Les Suisses connaissent la pyramide alimentaire, mais ne s’y conforment pas
Les résultats de l’enquête nationale menuCH montrent que le régime de la population suisse s’apparente à une pyramide alimentaire inversée.
En mars 2017, l’enquête nationale sur l’alimentation menuCH a révélé les premières données représentatives de la consommation et des comportements alimentaires en Suisse. Ses résultats montrent que le régime de la population suisse s’apparente à une pyramide alimentaire inversée.
Par rapport aux recommandations nutritionnelles, les Suisses mangent en moyenne une quantité insuffisante de fruits, de légumes, de légumineuses et de produits laitiers. Ils consomment en revanche trop de viande et d’encas sucrés et salés. Angéline Chatelan, de l’Institut universitaire de médecine sociale et préventive de Lausanne, fait partie de l’équipe de recherche qui a mené l’étude menuCH. Elle nous explique les enjeux de cette enquête nationale.
menuCH est la première enquête qui fournit des données représentatives des habitudes alimentaires en Suisse. La Suisse est-elle en retard en matière de connaissance des comportements alimentaires de sa population?
Angéline Chatelan: Oui, clairement.
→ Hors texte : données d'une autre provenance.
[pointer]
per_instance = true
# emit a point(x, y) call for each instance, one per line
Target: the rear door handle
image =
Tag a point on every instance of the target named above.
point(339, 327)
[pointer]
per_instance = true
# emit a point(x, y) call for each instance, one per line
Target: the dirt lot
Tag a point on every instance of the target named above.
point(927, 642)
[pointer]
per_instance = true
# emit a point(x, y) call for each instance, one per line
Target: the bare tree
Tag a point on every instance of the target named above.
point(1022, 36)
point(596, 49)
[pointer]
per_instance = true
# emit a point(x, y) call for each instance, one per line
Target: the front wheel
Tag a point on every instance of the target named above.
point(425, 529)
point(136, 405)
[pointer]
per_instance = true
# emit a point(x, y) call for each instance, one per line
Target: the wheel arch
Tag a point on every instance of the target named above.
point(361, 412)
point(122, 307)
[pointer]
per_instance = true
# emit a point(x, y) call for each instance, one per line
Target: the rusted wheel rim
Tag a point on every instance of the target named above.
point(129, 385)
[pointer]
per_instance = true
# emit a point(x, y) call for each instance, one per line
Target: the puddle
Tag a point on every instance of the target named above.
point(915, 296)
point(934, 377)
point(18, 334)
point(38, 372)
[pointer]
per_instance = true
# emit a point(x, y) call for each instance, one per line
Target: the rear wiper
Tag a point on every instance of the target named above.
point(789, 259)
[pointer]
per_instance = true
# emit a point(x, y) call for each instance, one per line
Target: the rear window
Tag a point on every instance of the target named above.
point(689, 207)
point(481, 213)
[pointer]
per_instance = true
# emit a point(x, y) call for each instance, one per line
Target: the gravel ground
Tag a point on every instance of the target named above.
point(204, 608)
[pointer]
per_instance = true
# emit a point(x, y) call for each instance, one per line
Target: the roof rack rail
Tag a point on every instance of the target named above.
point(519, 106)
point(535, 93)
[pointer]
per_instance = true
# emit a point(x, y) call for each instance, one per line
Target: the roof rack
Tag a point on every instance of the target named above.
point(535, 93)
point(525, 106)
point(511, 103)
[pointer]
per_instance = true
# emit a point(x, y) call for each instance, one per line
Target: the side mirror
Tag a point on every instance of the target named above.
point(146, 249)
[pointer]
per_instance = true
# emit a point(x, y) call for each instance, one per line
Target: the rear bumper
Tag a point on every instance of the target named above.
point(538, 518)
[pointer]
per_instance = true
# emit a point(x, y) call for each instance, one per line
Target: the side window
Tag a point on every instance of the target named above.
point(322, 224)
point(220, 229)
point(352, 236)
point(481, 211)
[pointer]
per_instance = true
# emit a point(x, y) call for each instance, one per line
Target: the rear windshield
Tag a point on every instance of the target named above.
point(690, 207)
En 2014, la quasi-totalité des pays européens avait mené au moins une enquête nationale sur l’alimentation. On ne peut pas dire qu’il n’existait pas de données sur l’alimentation en Suisse avant menuCH – mais elles étaient partielles. Des études de cohorte montraient des tendances régionales. Toutefois, leurs méthodes ne sont pas toujours comparables entre elles et/ou la nutrition n’est pas forcément leur sujet principal. L’étude menuCH a la particularité de respecter des critères européens, grâce à l'utilisation de méthodes standardisées pour la récolte d'information sur la consommation alimentaire. C’est aussi la première fois qu’un échantillon représentatif de la Suisse est interrogé individuellement et de manière détaillée sur son alimentation.
Tout comme menuCH, le PNR 69 a pour objectif de jeter des ponts entre l’alimentation et la santé. En quoi l’étude menuCH peut-elle être utile aux scientifiques du programme?
Beaucoup de données ont été récoltées dans le cadre de menuCH. Certaines touchent aux méthodes de conservation des aliments, aux emballages, à la saisonnalité des produits, etc. Ces données, qui n’ont pas encore été exploitées, seront bientôt accessibles auprès de l’Office fédéral de la sécurité alimentaire et des affaires vétérinaires. Il pourrait être utile de les combiner à certains projets menés dans le cadre du PNR 69.
Au vu des résultats de l’enquête, comment pourrait-on encourager la population suisse à manger plus sainement?
Près de trois Suisses sur quatre connaissent la pyramide alimentaire, il ne faut donc pas uniquement axer les interventions sur leurs connaissances nutritionnelles. On pourrait en revanche agir sur la disponibilité et l’accessibilité des produits alimentaires. La Suisse subventionne la production de viande et de produits laitiers. Des subsides pourraient aussi aller vers les produits agricoles d’origine végétale, afin de diminuer le prix des fruits et légumes, par exemple. A l’inverse, on pourrait taxer les produits moins sains, comme les boissons sucrées, ou interdire leur vente dans les écoles. Une autre solution serait de travailler avec l’industrie pour diminuer progressivement les quantités de sel, de sucre et d’autres additifs dans les produits transformés. Enfin, on pourrait instaurer des cours sur la nutrition, la cuisine et la gestion des ressources alimentaires au sens large à l’école, dès le plus jeune âge.